Thursday, June 28, 2012
SCOTUS Smokescreen
He’s simply been biding his time, waiting for the landmark case that would signal his defining moment to come out of the closet.
As conservatives gnashed their teeth, and liberals rejoiced, Roberts simply called a spade a spade, or, rather, a tax a tax, a toxic term the Administration has been at pains not to have attached to the mandate. If Republicans are smart, they can use this fact to advantage should Obama start to brag that he hasn’t raised taxes during his term; because he now most certainly has.
Don’t let the rulings in Bush v. Gore, or District of Columbia v. Heller, or Citizens United v. FEC, cloud your perception. They were just run-ups to the main event, a smokescreen to keep us off our guard, believing Roberts to be the Reactionary anti-Christ.
Were you fooled?
Friday, June 22, 2012
Serious Social Problem Solved By Beer?
I see by a recent purchase at our local grog shop that the Czech brewer of Pilsner Urquell has decided to grab the teenage drinking problem by the horns by printing: FOR PEOPLE OVER THE AGE OF 21 ONLY on every bottle.
If this is a new regulatory requirement by the ATF, the FDA, or the ABC, then Urquell is stuck with it, even though it’s like printing: NOT FOR USE BY “STAND YOUR GROUND” SOCIOPATHS on a box of bullets.
But, if it’s the brewer’s own initiative, then it’s got to be the lamest pass at exercising corporate social responsibility since Pontius was a pilot (as the WWII flyboys used to say). Even if every brewer on the planet were to adopt the warning message, it wouldn’t put the tiniest dent in the problem. PC run amok.
Thursday, June 21, 2012
Disinformation Please
According to an email from the Columbia Journalism Review:
“In April 2010, a Kaiser Family Foundation survey found that 75 percent of Americans understood that the Affordable Care Act provided for subsidies to help people buy insurance. Roughly two years later, a follow-up survey found that only 56 percent of Americans understood the same. Why is the act so poorly understood?
As Trudy Lieberman explains, President Barack Obama and those representatives have failed to adequately explain the act and its individual coverage mandate, now under consideration by the U.S. Supreme Court. Too frequently, reporters take their lead from those politicians and miss opportunities to explain how the health insurance market changes under their readers' feet.”

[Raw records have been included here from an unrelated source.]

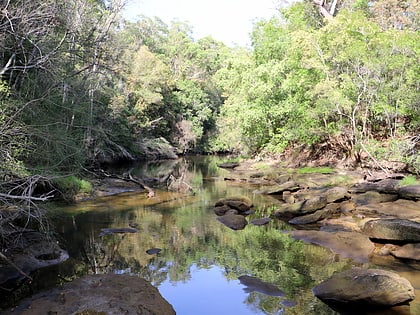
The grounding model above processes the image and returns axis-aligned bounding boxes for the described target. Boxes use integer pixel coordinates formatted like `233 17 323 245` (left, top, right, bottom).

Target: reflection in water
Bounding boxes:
20 157 420 315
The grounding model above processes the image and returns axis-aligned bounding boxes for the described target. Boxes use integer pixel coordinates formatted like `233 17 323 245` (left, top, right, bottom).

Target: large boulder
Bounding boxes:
4 274 175 315
217 214 248 230
288 230 375 263
362 219 420 242
312 268 415 310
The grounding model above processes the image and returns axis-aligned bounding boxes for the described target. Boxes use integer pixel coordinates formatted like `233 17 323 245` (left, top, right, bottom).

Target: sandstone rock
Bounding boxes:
340 200 356 213
213 205 231 216
217 162 239 168
350 179 400 194
390 243 420 260
215 197 252 212
274 196 327 218
289 204 338 224
357 199 420 221
217 214 248 230
362 219 420 242
312 268 415 310
238 275 284 296
289 230 375 262
322 187 350 203
351 191 398 205
398 185 420 199
258 181 300 195
6 274 175 315
250 218 271 225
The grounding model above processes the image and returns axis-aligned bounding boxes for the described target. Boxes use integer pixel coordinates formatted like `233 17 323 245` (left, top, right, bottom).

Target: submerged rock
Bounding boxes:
146 247 162 255
289 204 338 224
322 186 350 203
390 243 420 260
99 228 138 236
215 197 252 212
250 218 271 225
350 179 400 194
362 219 420 242
398 185 420 200
274 196 327 218
312 268 415 310
217 162 239 168
4 274 175 315
238 276 284 296
217 214 248 230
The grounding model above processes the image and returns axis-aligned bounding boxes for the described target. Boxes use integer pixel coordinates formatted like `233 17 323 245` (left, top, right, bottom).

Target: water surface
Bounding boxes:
13 157 420 315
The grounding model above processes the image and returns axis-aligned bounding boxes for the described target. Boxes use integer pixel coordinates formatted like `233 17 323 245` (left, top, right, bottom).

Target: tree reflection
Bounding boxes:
55 158 351 314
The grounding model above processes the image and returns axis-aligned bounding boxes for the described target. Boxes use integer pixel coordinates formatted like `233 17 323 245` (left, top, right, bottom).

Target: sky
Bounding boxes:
123 0 287 46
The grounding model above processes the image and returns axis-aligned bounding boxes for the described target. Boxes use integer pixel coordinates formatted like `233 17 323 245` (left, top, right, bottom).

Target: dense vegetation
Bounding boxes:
0 0 420 183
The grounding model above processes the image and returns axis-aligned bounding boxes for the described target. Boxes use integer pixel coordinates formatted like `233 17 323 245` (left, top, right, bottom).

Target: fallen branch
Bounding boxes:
0 191 54 201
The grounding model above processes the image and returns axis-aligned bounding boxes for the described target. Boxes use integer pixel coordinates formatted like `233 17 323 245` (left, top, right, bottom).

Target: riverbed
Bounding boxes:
1 157 417 315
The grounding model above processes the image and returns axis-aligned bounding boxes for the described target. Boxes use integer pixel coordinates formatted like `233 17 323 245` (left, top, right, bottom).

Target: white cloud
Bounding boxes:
124 0 284 45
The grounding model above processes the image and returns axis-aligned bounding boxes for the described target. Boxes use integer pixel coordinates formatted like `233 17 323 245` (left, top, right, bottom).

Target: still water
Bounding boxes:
27 157 416 315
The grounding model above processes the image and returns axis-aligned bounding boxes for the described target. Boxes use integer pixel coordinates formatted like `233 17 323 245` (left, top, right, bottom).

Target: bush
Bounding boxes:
54 175 92 196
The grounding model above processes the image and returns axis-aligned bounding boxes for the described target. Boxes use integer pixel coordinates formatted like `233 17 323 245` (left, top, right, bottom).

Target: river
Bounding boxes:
4 157 420 315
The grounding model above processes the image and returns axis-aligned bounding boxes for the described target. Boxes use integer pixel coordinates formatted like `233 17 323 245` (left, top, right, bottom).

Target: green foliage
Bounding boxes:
217 1 420 165
53 175 93 196
399 175 420 186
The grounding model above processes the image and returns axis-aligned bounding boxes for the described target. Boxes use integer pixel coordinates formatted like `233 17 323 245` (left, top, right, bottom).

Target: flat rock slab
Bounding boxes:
357 199 420 221
288 230 375 263
351 191 398 205
238 275 284 296
362 219 420 242
2 274 175 315
391 243 420 261
312 268 415 310
350 179 400 194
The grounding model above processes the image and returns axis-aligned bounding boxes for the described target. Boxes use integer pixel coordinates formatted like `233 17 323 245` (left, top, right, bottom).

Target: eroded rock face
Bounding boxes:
5 274 175 315
362 219 420 242
323 186 350 203
289 230 375 263
312 268 415 308
390 243 420 261
0 230 69 285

This article also demonstrates how the press can, through inattention, inadvertently become an echo chamber for naysayers who are wealthy and nimble enough to mount an effective juggernaut of carefully crafted disinformation. Hapless proponents who have failed to present their case effectively are drowned out by the static.

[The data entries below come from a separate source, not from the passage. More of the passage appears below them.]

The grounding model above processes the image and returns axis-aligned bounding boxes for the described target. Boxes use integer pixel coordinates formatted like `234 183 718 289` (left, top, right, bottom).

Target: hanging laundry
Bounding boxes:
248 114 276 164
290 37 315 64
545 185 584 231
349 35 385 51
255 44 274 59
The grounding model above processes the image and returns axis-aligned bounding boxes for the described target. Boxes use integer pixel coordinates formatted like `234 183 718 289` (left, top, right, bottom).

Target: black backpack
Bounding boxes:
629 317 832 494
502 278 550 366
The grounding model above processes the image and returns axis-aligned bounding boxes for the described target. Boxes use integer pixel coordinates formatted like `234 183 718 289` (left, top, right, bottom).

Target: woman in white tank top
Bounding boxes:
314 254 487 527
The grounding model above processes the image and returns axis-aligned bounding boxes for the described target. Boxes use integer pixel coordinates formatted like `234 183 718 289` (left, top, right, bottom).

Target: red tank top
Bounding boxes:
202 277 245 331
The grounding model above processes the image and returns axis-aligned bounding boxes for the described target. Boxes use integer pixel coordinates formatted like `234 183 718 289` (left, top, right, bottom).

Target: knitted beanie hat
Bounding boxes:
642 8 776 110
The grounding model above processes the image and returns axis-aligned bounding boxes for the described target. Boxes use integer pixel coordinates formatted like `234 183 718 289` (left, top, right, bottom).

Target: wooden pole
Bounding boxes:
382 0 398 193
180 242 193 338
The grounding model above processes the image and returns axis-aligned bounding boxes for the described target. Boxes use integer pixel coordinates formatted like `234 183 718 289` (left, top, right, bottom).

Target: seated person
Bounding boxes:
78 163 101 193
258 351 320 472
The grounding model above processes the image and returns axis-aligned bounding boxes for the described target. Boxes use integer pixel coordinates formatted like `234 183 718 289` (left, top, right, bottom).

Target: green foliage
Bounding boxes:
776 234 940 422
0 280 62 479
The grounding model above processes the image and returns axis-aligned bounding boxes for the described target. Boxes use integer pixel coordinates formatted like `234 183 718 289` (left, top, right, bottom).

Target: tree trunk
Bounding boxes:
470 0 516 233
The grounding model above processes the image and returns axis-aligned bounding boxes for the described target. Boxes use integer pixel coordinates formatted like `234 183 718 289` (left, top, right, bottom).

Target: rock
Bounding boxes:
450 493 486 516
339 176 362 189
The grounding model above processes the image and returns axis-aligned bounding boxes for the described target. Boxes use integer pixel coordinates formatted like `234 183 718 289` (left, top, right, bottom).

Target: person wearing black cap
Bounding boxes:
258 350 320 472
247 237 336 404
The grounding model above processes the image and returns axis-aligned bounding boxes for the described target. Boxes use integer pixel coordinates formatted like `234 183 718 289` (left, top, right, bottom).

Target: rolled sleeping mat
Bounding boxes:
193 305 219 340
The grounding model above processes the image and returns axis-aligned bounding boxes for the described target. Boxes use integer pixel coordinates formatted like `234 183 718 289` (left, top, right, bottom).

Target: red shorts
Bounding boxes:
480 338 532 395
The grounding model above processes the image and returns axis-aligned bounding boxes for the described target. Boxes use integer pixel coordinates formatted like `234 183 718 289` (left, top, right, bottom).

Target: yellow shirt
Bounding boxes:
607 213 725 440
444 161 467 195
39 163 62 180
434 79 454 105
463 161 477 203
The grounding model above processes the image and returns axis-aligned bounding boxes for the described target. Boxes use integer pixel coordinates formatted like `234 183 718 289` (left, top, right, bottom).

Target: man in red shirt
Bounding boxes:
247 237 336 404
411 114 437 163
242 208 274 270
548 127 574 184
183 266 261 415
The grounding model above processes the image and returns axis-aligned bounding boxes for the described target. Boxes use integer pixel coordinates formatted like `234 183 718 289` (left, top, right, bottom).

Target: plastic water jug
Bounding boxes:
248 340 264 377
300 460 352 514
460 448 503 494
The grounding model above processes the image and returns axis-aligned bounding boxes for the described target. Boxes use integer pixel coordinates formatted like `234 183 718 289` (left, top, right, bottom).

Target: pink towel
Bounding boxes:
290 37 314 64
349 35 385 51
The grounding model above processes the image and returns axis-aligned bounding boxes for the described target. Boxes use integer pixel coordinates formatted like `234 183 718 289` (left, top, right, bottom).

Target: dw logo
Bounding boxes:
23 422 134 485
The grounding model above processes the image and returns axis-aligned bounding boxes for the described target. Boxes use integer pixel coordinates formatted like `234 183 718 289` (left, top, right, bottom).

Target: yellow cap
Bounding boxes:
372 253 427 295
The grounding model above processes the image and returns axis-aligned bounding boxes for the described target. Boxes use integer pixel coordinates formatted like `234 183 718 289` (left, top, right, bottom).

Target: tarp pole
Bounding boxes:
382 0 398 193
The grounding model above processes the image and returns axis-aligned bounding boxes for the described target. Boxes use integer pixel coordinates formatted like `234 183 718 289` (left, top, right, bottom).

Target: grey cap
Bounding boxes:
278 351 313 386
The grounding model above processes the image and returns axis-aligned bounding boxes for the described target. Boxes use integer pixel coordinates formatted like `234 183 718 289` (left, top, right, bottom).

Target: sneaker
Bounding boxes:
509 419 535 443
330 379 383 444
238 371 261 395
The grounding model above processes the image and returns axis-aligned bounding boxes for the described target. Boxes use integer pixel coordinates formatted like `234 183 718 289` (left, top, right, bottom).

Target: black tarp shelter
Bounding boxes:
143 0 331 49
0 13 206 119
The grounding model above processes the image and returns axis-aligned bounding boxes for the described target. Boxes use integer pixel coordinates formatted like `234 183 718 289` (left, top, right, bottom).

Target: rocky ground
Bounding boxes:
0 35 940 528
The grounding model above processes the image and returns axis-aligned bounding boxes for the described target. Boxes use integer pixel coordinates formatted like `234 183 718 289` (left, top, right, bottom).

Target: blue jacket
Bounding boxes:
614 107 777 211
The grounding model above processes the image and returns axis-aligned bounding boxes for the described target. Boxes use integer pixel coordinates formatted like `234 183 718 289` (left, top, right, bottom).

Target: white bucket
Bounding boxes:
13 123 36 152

This sort of thing has, of course, been going on in political America since scurrilous attacks on George Washington’s ability and integrity were rampant. Since WWII, the press has become more disciplined than it was in the 18th and 19th centuries, but it still too frequently functions – however unwittingly – as a sounding board for extreme partisans who can pass the smell test of being legitimate sources while peddling disinformation.
Needless to say, all political players take advantage of the press when they can, and the press cannot be expected to rescue those policymakers who drown in their own convoluted rhetoric (read Democrats) while the artful dodgers (Republicans) regularly outflank and out-message them.